Fiechemann mormelt: “Mij evenvals. Ik borduur het zeer, heer vlezer.”
“Nou ja wanneer U weder tot geld komt, schik ik U schoon de rekening. En om tot het geld te geraden, roept U nu eerst uw zonen aan. Sluitelijk hebben we ook nog een normale telefoon, geeft U mij de nummers.”

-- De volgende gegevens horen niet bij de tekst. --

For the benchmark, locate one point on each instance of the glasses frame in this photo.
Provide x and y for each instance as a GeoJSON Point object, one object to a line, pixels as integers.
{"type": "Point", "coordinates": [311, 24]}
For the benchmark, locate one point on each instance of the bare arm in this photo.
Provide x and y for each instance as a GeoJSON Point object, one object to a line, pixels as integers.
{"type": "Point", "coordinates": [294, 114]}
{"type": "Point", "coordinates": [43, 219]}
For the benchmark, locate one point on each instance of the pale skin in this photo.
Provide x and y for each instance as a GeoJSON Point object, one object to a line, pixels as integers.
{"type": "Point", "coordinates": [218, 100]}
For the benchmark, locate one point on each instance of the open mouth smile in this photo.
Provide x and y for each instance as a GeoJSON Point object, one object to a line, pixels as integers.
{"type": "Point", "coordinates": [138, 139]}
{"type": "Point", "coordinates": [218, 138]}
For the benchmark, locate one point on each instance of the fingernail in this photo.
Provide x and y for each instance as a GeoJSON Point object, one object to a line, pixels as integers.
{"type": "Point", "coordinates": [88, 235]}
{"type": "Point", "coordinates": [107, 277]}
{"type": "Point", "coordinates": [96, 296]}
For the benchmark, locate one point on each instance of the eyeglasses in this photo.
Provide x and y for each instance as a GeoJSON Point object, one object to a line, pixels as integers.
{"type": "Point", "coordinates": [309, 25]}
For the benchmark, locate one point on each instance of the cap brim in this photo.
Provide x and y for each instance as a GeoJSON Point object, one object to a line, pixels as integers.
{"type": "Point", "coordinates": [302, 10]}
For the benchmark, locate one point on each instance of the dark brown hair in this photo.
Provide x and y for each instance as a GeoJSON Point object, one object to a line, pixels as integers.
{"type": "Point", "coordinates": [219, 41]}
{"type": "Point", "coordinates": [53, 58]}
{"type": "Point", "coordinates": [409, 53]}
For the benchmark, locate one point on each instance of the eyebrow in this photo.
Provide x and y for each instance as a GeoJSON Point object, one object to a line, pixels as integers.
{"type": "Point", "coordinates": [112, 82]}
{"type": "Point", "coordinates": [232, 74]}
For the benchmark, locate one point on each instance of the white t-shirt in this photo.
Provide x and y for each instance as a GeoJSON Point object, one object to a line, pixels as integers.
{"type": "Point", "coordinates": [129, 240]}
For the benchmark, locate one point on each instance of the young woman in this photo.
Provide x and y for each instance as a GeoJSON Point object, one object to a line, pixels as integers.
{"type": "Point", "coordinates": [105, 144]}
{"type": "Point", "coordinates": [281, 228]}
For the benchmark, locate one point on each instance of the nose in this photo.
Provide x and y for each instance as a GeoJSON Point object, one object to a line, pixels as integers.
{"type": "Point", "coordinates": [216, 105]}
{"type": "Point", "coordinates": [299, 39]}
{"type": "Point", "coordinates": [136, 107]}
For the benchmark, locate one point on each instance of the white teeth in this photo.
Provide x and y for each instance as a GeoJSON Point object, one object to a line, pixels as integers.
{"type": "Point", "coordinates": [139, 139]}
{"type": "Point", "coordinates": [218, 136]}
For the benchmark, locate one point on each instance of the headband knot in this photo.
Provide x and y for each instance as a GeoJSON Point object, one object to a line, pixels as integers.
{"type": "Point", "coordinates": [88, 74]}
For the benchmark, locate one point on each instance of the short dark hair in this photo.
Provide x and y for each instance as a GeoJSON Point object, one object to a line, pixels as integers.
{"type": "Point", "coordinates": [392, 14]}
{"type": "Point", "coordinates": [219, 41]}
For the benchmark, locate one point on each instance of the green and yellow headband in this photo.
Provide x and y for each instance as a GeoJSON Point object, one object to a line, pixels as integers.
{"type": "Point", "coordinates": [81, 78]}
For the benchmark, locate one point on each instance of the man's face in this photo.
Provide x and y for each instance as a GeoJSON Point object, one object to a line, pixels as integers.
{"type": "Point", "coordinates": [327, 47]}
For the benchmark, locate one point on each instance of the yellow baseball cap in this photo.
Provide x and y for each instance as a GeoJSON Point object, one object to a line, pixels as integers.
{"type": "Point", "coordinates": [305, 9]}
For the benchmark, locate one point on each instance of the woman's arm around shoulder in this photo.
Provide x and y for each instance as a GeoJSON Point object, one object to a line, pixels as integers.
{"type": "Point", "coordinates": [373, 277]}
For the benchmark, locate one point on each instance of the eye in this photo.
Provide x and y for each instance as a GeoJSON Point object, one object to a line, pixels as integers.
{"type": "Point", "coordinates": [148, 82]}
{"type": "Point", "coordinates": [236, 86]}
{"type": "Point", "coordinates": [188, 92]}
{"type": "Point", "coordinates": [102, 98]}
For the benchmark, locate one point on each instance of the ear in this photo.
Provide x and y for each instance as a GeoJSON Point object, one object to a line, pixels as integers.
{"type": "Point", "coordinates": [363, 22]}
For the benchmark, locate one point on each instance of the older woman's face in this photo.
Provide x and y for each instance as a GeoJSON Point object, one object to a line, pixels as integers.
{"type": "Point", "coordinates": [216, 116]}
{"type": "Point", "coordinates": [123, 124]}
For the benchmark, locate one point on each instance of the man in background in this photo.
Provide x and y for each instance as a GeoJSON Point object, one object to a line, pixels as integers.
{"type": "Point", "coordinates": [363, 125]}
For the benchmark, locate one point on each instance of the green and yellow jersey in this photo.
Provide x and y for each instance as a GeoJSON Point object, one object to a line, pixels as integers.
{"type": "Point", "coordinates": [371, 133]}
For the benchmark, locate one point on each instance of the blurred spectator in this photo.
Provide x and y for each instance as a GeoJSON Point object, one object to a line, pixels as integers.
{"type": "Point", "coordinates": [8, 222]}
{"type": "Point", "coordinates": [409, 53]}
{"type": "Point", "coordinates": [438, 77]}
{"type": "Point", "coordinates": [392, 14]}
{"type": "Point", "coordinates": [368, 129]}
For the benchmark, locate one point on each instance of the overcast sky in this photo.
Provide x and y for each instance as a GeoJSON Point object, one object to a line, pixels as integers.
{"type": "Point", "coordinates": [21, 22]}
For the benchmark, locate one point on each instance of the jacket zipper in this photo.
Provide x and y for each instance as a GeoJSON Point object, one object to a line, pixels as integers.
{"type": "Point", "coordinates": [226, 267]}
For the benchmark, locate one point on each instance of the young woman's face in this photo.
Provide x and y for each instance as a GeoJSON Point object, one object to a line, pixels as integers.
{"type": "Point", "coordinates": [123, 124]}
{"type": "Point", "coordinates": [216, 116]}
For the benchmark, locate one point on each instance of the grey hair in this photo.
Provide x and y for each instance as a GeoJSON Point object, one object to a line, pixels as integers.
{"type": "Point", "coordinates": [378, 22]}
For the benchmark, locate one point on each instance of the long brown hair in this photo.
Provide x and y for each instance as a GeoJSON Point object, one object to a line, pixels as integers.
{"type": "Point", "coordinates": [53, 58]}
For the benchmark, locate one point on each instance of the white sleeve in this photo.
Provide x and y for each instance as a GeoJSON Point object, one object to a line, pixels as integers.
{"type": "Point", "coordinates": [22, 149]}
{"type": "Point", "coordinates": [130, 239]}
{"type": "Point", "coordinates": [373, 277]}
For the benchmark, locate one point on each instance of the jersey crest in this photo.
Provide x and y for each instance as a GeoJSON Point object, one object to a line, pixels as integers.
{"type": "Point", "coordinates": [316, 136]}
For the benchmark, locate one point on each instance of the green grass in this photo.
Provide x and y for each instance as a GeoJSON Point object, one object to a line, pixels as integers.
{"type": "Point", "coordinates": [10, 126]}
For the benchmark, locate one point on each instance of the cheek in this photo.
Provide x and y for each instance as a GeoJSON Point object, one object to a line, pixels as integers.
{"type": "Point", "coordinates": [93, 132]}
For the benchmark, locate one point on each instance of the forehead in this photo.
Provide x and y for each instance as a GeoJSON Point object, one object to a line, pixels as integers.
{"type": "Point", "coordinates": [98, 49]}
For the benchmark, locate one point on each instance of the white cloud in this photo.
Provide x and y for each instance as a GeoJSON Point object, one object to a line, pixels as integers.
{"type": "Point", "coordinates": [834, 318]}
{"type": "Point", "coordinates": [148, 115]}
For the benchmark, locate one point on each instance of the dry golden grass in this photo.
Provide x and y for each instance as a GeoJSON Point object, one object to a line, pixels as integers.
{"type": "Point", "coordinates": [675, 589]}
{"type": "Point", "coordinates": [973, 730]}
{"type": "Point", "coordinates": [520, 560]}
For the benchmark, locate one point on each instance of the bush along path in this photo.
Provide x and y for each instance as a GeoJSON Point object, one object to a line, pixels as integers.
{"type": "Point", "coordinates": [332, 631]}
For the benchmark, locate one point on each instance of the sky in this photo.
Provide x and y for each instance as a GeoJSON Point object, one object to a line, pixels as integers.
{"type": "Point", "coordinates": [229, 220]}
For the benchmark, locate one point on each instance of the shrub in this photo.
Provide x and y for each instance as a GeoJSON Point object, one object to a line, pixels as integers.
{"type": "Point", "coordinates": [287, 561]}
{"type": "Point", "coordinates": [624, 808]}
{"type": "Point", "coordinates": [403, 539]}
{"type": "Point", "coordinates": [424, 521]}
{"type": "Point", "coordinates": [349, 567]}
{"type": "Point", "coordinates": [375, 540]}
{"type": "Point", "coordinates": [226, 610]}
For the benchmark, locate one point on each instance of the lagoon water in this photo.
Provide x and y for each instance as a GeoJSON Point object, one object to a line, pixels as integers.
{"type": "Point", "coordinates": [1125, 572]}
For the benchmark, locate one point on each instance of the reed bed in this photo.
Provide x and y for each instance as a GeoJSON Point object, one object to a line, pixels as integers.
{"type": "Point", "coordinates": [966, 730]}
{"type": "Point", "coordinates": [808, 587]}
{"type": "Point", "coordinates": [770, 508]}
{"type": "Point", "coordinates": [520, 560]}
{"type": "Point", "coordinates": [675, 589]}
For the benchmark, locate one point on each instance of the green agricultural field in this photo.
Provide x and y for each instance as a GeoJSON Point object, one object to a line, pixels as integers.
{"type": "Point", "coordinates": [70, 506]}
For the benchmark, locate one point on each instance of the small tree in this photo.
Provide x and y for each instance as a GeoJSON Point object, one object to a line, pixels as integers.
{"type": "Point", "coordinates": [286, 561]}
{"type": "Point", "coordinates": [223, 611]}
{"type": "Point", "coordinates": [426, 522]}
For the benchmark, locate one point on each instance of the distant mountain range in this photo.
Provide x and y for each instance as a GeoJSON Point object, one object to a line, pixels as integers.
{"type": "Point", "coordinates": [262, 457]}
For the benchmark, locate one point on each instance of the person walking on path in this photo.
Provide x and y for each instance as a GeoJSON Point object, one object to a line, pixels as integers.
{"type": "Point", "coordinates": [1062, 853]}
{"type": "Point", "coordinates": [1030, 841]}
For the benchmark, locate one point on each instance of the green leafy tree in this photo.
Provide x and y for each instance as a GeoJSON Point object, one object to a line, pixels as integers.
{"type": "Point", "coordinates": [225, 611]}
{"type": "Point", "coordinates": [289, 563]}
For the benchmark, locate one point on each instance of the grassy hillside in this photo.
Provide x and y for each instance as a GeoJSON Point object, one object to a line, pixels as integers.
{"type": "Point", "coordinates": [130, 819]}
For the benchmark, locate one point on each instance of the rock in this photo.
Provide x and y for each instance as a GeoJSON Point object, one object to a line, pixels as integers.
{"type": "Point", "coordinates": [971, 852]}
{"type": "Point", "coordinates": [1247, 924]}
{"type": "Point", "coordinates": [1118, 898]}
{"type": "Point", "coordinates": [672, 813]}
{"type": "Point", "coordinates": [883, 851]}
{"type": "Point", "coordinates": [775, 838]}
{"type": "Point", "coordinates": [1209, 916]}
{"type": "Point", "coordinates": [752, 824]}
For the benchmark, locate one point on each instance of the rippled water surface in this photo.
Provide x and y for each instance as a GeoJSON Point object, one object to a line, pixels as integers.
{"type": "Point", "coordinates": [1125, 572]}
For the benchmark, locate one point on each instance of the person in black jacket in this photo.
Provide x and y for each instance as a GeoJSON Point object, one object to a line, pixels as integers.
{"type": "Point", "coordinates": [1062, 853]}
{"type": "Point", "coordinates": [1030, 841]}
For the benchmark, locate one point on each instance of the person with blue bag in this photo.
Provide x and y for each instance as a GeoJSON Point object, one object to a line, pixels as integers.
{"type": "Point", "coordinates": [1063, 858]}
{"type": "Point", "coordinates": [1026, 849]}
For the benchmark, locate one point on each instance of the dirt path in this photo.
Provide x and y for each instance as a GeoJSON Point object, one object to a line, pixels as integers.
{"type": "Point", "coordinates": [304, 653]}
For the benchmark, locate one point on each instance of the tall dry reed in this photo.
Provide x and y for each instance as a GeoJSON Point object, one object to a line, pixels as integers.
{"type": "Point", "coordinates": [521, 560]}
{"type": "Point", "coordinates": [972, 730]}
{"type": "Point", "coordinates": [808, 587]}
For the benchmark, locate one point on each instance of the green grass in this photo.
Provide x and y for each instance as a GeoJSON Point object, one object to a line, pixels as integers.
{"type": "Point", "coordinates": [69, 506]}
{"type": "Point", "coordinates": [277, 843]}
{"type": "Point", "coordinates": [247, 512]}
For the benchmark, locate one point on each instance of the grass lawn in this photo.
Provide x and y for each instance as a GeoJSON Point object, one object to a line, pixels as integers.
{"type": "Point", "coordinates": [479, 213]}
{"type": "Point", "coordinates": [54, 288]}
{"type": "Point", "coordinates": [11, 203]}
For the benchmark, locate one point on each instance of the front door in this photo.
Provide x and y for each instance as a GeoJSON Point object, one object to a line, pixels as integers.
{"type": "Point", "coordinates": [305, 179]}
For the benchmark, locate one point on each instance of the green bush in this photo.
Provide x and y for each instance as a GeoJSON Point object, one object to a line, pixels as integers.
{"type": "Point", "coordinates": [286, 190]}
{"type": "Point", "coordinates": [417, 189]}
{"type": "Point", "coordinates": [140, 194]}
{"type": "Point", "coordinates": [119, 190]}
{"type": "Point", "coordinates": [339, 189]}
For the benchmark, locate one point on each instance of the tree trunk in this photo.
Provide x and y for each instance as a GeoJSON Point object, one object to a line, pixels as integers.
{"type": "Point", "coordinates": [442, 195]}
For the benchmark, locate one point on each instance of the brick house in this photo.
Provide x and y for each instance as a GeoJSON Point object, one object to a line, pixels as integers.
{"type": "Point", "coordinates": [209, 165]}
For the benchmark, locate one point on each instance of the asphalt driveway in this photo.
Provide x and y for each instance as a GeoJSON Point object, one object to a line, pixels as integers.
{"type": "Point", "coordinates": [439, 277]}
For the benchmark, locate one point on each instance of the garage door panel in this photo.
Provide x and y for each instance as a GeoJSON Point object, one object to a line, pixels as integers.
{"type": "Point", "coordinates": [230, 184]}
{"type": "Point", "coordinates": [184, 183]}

“Ik ben gans door en ander, ik kan ze me niet herinneren.”
“Maakt ja niks, dan roepen we het telefoonambt aan.”
In dit ogenblik klinkt de ladenklingel en roept iemand: “Waar is het zwijn?”
Fiechemann schrompelt te samen: “Dat is de vrouwdirektorin.”
“Snelstens in de koelcel met U”, en weinige ogenblikken later staat Fiechemann inmidden van dode brokken vlees.
De vlezer loopt naar voorne: “Wat mocht U van het zwijn, genadige vrouw? Iets gerookt?”
“Stelt U zich niet zo dom, ik kom voor de Fiechemann. Mijn ondergestelde en oudersthuisarts hier, heer Georg Eteysembourg, heeft het dwangjak waarin we hem thuis transporteren meegebracht. Waar is hij? Waar is de Fiechemann?”
“Doet me bijzonders leed, genadige vrouw, hij is niet hier, hij is daarvan gelopen.”
"U liegt me aan, U heeft hem ergens opgeheven. Kom Georg, wij schouwen maar naar!”
“Niets daarvan, dat gaat tegen het reinheidsgebod, dan kan schoon ieder kunde wel in mijn vlezerij hieromstampen. Dat geeft het niet”, en de vlezer grijpt opnieuw naar zijn hakbijl.